Но Эшерих не обращает на его слова никакого внимания, он, расспрашивает Боркхаузена, каким образом Энно сказался в западном районе, и как агент напал на его след.

Боркхаузену приходится все это изложить подробно, и комиссар делает себе заметки относительно фрау Хете Гэберле, зоомагазина, вечерней сцены с ползаньем на коленях: на сей раз комиссар записывает.

Конечно, Боркхаузен сообщает не все, но этого нельзя и требовать. Никто не может требовать от человека, чтобы он сознался в своей неудаче. Ибо, расскажи Боркхаузен, как он выжал из Гэберле деньги, ему пришлось бы открыть и то, как он их лишился. Ему пришлось бы рассказать и о предназначенных ему двух тысячах марок, которые теперь едут в Мюнхен. Ну нет, этого от него никто не в праве требовать.

Будь Эшерих хоть немного внимательнее, он заметил бы некоторые неувязки в повествовании своего шпика. Однако мысли Эшериха все еще поглощены совсем другим, и, охотнее всего, он вообще отправил бы этого Боркхаузена ко всем чертям. Но тот еще нужен ему на некоторое время, и поэтому комиссар говорит: — Подождите здесь! — и входит в дом.
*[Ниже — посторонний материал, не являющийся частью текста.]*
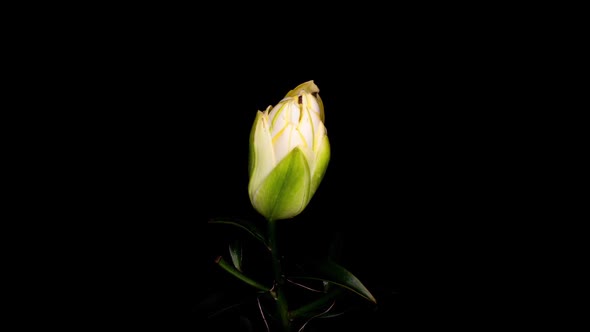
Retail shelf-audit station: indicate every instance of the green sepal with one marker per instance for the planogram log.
(285, 191)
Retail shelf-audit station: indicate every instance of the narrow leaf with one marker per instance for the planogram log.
(236, 251)
(229, 268)
(328, 270)
(245, 225)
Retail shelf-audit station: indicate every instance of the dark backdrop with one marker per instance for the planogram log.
(165, 122)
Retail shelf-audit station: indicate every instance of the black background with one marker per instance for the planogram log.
(159, 146)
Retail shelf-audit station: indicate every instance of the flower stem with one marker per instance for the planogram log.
(278, 275)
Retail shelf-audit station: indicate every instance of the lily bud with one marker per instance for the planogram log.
(289, 153)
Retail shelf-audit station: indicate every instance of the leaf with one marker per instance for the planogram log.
(232, 270)
(328, 270)
(236, 252)
(248, 226)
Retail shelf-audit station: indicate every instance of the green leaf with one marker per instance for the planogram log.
(328, 270)
(248, 226)
(236, 252)
(232, 270)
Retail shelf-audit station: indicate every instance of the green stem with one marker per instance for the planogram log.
(278, 274)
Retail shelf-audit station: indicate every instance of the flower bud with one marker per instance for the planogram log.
(289, 153)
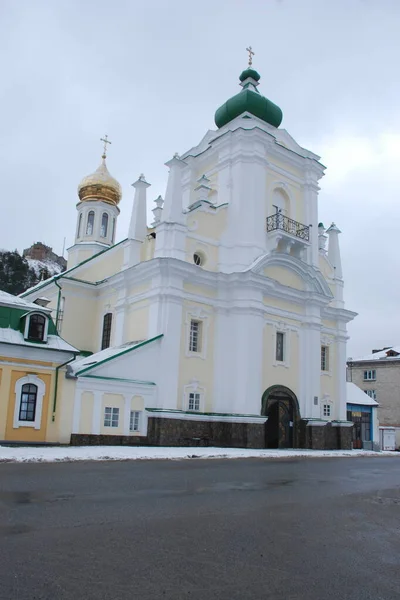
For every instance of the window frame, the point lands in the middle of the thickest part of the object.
(326, 410)
(135, 421)
(111, 417)
(28, 323)
(277, 336)
(198, 341)
(89, 222)
(41, 390)
(106, 332)
(325, 360)
(107, 218)
(367, 372)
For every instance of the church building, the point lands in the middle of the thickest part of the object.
(223, 323)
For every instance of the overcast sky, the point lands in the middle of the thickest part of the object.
(151, 74)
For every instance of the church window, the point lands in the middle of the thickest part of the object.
(106, 336)
(324, 358)
(111, 416)
(370, 375)
(326, 410)
(195, 335)
(79, 225)
(194, 401)
(279, 351)
(90, 223)
(36, 329)
(134, 422)
(198, 259)
(27, 407)
(104, 225)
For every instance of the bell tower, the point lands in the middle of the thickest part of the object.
(99, 196)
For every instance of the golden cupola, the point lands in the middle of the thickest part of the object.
(100, 186)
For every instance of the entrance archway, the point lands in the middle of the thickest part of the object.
(281, 407)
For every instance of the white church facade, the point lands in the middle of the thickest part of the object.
(221, 324)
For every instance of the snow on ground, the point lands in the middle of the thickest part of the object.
(75, 453)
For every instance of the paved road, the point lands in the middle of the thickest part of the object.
(312, 529)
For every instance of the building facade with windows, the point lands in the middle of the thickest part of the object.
(224, 322)
(378, 375)
(32, 359)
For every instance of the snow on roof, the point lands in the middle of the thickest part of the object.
(18, 302)
(90, 361)
(356, 396)
(54, 342)
(379, 355)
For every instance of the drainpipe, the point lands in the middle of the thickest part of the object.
(58, 302)
(53, 417)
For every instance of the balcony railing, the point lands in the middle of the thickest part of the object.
(280, 221)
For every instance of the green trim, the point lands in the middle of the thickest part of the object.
(102, 362)
(120, 379)
(195, 412)
(62, 275)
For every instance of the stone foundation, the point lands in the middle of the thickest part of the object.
(324, 437)
(180, 432)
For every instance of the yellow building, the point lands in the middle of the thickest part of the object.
(32, 355)
(224, 322)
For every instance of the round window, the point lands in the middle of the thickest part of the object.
(198, 259)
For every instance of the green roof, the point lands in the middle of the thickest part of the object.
(249, 100)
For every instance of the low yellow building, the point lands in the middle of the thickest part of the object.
(31, 356)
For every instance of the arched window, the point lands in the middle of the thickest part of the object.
(106, 337)
(90, 223)
(104, 225)
(37, 326)
(79, 225)
(27, 407)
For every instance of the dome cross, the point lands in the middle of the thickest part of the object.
(106, 141)
(251, 54)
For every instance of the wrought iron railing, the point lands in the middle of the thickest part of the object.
(280, 221)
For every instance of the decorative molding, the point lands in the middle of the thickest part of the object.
(41, 390)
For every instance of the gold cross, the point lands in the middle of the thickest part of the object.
(106, 141)
(251, 54)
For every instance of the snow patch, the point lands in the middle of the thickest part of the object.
(85, 453)
(38, 266)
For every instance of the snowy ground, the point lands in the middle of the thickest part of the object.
(56, 454)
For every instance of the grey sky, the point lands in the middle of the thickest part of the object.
(151, 75)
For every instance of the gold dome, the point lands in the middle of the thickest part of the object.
(100, 186)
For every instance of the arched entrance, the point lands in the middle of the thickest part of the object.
(281, 407)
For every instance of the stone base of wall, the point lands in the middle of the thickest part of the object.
(180, 432)
(83, 439)
(324, 437)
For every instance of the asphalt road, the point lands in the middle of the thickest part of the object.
(295, 529)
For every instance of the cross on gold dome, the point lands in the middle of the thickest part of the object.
(251, 54)
(106, 141)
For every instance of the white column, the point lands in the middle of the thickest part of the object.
(341, 376)
(96, 417)
(173, 210)
(138, 224)
(169, 367)
(127, 413)
(77, 410)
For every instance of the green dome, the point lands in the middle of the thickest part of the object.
(248, 100)
(249, 73)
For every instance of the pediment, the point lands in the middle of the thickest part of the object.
(293, 273)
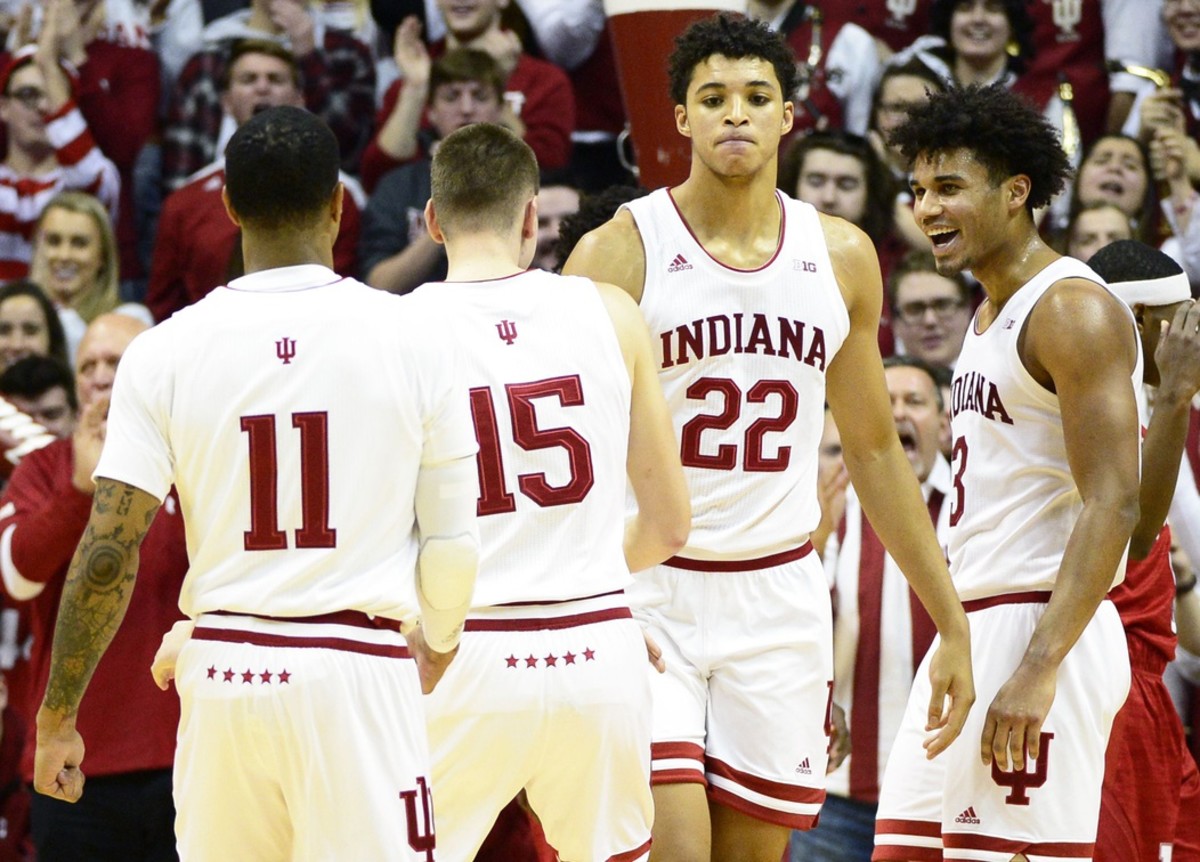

Однако он не прямо направляется в палисадник, а сначала заходит в швейцарскую, чтобы навести там справки. Лишь после этого идет он, сопровождаемый швейцаром, во флигель и поднимается на четвертый этаж.

Здесь ли Энно Клуге, во флигеле, или нет, этого швейцар не мог сказать наверное: ведь он обслуживает только господ из переднего корпуса, не жильцов флигеля. Но он, конечно, знает всех, проживающих там, уже по одному тому, что ведает выдачей продовольственных карточек. Одних он знает очень хорошо, других — не очень. Есть там, например, такая фрейлейн Анна Шэнлейн, на четвертом, ну, она, заранее можно сказать, безусловно пустит к себе такого человека. Она и без того у швейцара на примете, вечно у нее ночует всякий сброд, и секретарь почтового отделения на третьем клятвенно уверяет, что она по ночам слушает заграницу. Подтвердить это под присягой он бы не решился, но подслушивать обещал систематически. Да, швейцар, уже давно собирался поговорить насчет этой Шэнлейн с начальником своего квартала, но теперь он все равно заявляет о ней господину комиссару. Пусть господин комиссар сначала спокойненько займется Шэнлейн, а если выяснится, что того человека действительно у нее нет, можно поискать и в других квартирах. Но и во флигеле живут, в общем, порядочные люди!